Unico elemento certo, obietta l’avvocato del responsabile civile Luca Vineis, è la mancata precedenza: “L’incrocio è in aperta campagna, la percezione non è quella di trovarsi in un luogo abitato. Il perito dell’accusa sostiene che a 35/40 km/h si sarebbe potuto evitare l’impatto, ma non c’era motivo di scendere a quella velocità: di notte, quella è un’autostrada”. Anche per il difensore dell’imputata, avvocato Vittorio Sommacal, la responsabilità ricade solo su chi ha violato la precedenza: “Quella del ragazzo è stata una condotta di guida folle e parliamo di un diciassettenne, che di lì a poco ha conseguito la patente.
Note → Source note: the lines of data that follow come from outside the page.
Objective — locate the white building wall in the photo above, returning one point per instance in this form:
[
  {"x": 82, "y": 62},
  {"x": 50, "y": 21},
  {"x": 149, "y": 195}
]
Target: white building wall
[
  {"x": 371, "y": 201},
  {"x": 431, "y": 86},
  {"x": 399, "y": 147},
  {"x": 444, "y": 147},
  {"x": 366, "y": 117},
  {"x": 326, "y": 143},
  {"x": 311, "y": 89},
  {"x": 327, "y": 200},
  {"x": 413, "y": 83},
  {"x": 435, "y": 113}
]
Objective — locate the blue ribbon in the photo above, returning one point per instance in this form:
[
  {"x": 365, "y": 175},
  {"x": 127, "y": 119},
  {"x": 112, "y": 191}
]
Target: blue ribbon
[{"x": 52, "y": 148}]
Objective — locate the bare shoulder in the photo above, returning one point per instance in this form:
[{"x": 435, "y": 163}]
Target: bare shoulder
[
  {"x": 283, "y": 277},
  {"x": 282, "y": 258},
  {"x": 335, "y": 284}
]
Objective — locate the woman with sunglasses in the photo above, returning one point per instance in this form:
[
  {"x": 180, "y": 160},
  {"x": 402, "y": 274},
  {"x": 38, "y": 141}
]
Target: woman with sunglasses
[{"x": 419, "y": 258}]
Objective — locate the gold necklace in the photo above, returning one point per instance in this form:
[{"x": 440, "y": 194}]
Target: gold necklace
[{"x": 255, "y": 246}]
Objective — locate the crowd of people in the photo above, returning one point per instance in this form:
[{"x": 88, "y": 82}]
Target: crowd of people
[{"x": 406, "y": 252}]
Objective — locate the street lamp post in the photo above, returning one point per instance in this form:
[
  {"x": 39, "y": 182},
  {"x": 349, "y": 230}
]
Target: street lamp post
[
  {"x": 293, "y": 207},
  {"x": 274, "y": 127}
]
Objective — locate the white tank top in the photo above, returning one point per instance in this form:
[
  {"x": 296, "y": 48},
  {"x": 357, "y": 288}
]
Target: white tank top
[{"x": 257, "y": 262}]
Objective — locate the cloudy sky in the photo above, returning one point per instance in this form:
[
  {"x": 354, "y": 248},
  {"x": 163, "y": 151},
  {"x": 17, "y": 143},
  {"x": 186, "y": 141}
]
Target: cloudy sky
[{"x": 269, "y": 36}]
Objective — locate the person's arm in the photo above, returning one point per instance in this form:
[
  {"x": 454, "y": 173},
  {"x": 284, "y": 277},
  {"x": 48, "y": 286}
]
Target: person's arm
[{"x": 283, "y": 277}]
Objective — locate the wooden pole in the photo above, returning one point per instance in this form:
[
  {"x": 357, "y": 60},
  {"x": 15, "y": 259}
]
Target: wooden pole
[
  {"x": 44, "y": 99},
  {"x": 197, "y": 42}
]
Nemmeno l’automobilista che viaggiava dietro alla Focus dice di essersi accorto delle due bici, segno che non erano così visibili”. Circa la questione della telefonata, ha aggiunto il legale, “è inverosimile che l’automobilista fosse al telefono con il fidanzato al momento dell’impatto, altrimenti lui avrebbe avvisato prima i soccorsi. In ogni caso, se era impossibile fermarsi, l’eventualità che fosse distratta non avrebbe cambiato nulla”.
 
Alla lettura della sentenza in aula erano presenti i genitori di Francesco, Domenico e Giusy, insieme ad altri parenti e amici e al superstite dell’incidente: quest’ultimo ha avuto un mancamento dopo la lettura del dispositivo ed è stato portato via dall’ambulanza. L’assoluzione è stata accolta da vivaci proteste e urla da parte dei presenti, alcuni dei quali indossavano una maglietta con la scritta “giustizia per Francesco”. Per timore che la situazione degenerasse, l’avvocato Sommacal e l’imputata sono stati accompagnati a un’uscita secondaria del tribunale. Il verdetto in sede penale - appellabile - non influenza comunque l’esito del procedimento civile che potrà essere intentato per ottenere un risarcimento.